2. Des simulations économiques qui obscurcissent le débat

Plusieurs études économiques ont été réalisées pour évaluer l'impact sur l'emploi du dispositif de réduction du temps de travail tel qu'il est envisagé par le Gouvernement.

La commission d'enquête 9( * ) sénatoriale sur les 35 heures a remarquablement mis en évidence les limites de ces études du fait de la fragilité de leurs hypothèses. Ces études, et notamment celles réalisées par la Banque de France (selon des hypothèses déterminées par le ministère de l'Emploi), par l'OFCE et par la Direction de la prévision, s'inscrivent dans le cadre de modèles keynésiens. Ceci signifie qu'elles considèrent plus ou moins l'économie nationale comme une économie fermée dans laquelle un secteur extérieur figé réagit selon des élasticités historiques aux évolutions des données fondamentales de l'économie (croissance, inflation, taux de change, solde extérieur, compétitivité...).

Ces modèles n'intègrent pas les effets de la concurrence monétaire, fiscale et sociale qui s'est instaurée depuis 1990, s'est accélérée en 1996-1997 et devrait devenir totale en 1999 avec l'instauration de la monnaie unique.

Dans ces conditions, les centaines de milliers d'emplois constituent des virtualités auxquelles il serait hasardeux de se fier. Le risque n'est pas nul d'ailleurs que dans le cadre d'une économie ouverte sur l'international, les éventuelles créations d'emplois profitent à nos voisins qui pourraient tirer profit d'une dégradation de la compétitivité des entreprises françaises et d'une augmentation de la consommation comme en 1981-1982.

Pour l'économiste Christian Saint-Etienne, dans ce contexte, " au total, on peut anticiper que les 35 heures vont effectivement créer en net environ 200.000 emplois. Mais rien ne permet d'exclure que ce chiffre net serait la résultante de 300.000 emplois créés à l'étranger et 100.000 détruits en France ! ". 10( * )

Les simulations économiques réalisées à la demande du Gouvernement
sont-elles crédibles ?

Pour Jean-Paul Fitoussi, directeur de l'Observatoire français des conjonctures économiques (OFCE), une projection n'est pas une prédiction et encore moins une prévision, mais seulement un exercice qui permet de réfléchir aux conditions du présent.
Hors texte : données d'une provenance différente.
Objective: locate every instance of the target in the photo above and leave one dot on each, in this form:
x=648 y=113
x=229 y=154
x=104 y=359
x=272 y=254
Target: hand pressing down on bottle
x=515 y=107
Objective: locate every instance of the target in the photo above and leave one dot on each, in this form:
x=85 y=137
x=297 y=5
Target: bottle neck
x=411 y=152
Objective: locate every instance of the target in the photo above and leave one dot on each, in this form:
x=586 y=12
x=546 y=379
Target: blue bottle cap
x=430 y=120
Il considère comme incontestable le fait que les conclusions des études menées sur la réduction du temps de travail peuvent servir à manipuler l'opinion. Il précise qu'il se trouvera toujours un parti ou un groupe de pression pour utiliser les conclusions des travaux des chercheurs dans le sens qui lui est le plus favorable.

Evoquant des simulations réalisées sur un scénario noir caractérisé par une forte dégradation du climat social, des entreprises refusant toute réorganisation et des salariés exigeant une compensation salariale intégrale, Jean-Paul Fitoussi a précisé que le projet du Gouvernement pourrait se traduire par une destruction nette de 100.000 emplois accompagnée d'une dégradation des équilibres économiques (davantage d'inflation, perte de près de quatre points de croissance, etc.). Il a estimé également qu'entre le scénario rose et le scénario noir, il existait toute la palette des scénarios gris.

Evoquant la projection tablant sur une création nette de 470.000 emplois, il a insisté sur la rigueur des conditions à respecter pour arriver à ce résultat : nette augmentation de la productivité, modération salariale, maintien de la durée d'utilisation des équipements et réorganisation des entreprises. Evaluant le résultat au regard des efforts nécessaires, il a estimé que le résultat était décevant puisqu'il ne représentait qu'une baisse d'un peu plus d'un point du taux de chômage.

Le directeur de l'OFCE déclare être, quant à lui, réservé sur le partage du travail comme solution au problème de l'emploi, car elle lui semble être une solution de résignation. Elle est fondée sur l'hypothèse que l'économie ne peut plus atteindre le plein emploi. Il est convaincu qu'" une politique de croissance pourrait dans les conditions présentes combattre beaucoup plus efficacement le chômage, et que l'amélioration des niveaux de vie qui s'ensuivrait conduirait beaucoup plus sûrement, mais cette fois spontanément, à la réduction du temps de travail . ".

Votre commission vous invite donc à considérer ces simulations avec la plus grande prudence. Ceci d'autant plus que le détail des études réalisées par la Direction de la prévision ne lui ont pas été communiquées. Il aurait pourtant été intéressant de connaître toutes les hypothèses qui ont déterminé les résultats obtenus.

Quoi qu'il en soit et compte tenu du caractère proprement expérimental de la décision qu'il a prise, on peut s'étonner que le Gouvernement ait pu annoncer des centaines de milliers de créations d'emplois sans prendre en compte l'immense déception que pourraient engendrer des résultats beaucoup plus modestes.